In stretching a wire work is done against internal restoring forces. This work is stored as elastic potential energy or strain energy.

If a force F acts along the length L of the wire or cross section A and stretches it by x then:

$$Young’s\,\,Modulus\left( Y \right)=\frac{Stress}{Strain}=\frac{F/A}{x/L}=\frac{FL}{Ax}\Rightarrow F=\frac{YA}{L}x$$.

So, the work done for an additional small increase dx in length,

$$dW=F\,dx=\frac{YA}{L}x.dx$$.

Hence, total work done in increasing the length (l):

$$W=\int\limits_{0}^{l}{dW}=\int\limits_{0}^{l}{F.dx}=\frac{1}{2}\frac{YA}{L}{{l}^{2}}$$, this work done is stored in the wire

Therefore, Energy stored in wire, $$U=\frac{1}{2}\frac{YA{{l}^{2}}}{L}=\frac{1}{2}Fl\,\,\,\left( As,\,\,F=\frac{YAl}{L} \right)$$.

Now, dividing both sides by volume of the wire we get energy stored in unit volume of wire.

$${{U}_{V}}=\frac{1}{2}\frac{Fl}{AL}$$ = ½ x Stress x Strain = ½ x Y x (Strain)²

$${{U}_{V}}=\frac{1}{2Y}{{\left( Stress \right)}^{2}}$$ (As AL = Volume of Wire)
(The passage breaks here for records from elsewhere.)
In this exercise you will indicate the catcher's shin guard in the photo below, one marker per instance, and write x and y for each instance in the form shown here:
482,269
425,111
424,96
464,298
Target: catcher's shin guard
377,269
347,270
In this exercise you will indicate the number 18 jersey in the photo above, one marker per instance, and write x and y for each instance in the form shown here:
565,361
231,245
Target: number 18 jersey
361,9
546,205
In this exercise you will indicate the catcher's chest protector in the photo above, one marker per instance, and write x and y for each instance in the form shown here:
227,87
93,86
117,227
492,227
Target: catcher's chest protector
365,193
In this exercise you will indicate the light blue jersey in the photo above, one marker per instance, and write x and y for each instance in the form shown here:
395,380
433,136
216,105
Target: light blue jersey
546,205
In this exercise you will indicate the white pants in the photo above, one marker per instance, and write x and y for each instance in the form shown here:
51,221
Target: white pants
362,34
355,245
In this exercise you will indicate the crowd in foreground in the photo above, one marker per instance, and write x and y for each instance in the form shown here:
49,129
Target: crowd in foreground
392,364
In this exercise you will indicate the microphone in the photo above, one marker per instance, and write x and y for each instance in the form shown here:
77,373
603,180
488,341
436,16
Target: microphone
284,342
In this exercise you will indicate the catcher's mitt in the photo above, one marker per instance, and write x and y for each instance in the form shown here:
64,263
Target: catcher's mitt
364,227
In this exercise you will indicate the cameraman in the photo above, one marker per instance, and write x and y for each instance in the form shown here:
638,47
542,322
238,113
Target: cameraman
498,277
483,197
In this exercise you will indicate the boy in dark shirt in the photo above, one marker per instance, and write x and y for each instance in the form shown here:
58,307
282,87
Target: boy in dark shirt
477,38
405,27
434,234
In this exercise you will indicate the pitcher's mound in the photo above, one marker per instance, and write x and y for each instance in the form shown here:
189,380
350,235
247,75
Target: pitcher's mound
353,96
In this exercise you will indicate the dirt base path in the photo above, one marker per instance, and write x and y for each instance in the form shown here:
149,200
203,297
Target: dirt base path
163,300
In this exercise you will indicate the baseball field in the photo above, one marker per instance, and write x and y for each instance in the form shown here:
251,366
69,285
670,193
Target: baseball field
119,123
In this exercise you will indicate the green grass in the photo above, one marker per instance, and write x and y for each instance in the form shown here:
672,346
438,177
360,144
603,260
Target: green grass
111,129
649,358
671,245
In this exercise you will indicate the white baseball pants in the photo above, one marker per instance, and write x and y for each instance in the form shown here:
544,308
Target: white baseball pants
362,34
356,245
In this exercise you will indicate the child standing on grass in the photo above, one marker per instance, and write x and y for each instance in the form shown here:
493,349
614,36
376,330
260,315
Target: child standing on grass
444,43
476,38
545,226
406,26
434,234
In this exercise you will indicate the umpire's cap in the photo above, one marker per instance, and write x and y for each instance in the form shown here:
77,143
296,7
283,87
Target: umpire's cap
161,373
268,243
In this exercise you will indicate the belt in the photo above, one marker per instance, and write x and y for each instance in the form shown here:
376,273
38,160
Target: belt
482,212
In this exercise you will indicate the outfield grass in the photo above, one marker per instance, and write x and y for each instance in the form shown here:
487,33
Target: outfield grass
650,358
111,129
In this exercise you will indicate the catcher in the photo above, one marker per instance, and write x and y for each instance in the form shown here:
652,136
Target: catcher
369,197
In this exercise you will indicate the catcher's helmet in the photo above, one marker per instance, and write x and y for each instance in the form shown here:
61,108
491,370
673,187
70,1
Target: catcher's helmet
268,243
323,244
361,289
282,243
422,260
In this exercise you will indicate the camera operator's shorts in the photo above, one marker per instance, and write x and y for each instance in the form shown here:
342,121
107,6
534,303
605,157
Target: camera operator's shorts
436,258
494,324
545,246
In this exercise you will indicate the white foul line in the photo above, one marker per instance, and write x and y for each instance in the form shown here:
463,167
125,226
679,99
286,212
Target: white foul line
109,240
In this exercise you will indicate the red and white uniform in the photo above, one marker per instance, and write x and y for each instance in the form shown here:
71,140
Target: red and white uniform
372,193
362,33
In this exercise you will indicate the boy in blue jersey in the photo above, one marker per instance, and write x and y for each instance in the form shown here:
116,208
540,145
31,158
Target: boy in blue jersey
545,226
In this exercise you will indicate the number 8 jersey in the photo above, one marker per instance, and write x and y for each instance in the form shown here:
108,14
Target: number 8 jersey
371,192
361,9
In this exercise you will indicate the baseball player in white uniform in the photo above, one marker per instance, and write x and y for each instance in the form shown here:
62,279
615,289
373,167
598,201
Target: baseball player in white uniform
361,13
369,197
If the force on the wire is increased from F₁ to F₂ and the elongation in wire is l then energy stored in the wire, $$U=\frac{1}{2}\left( \frac{{{F}_{1}}+{{F}_{2}}}{2} \right)l$$.

Thermal energy density = Thermal energy per unit volume = ½ x Thermal Stress x Strain

$$=\frac{1}{2}\frac{Fl}{AL}$$ = ½ (Y α Δθ) (α Δθ) = ½ Y α² (Δθ)².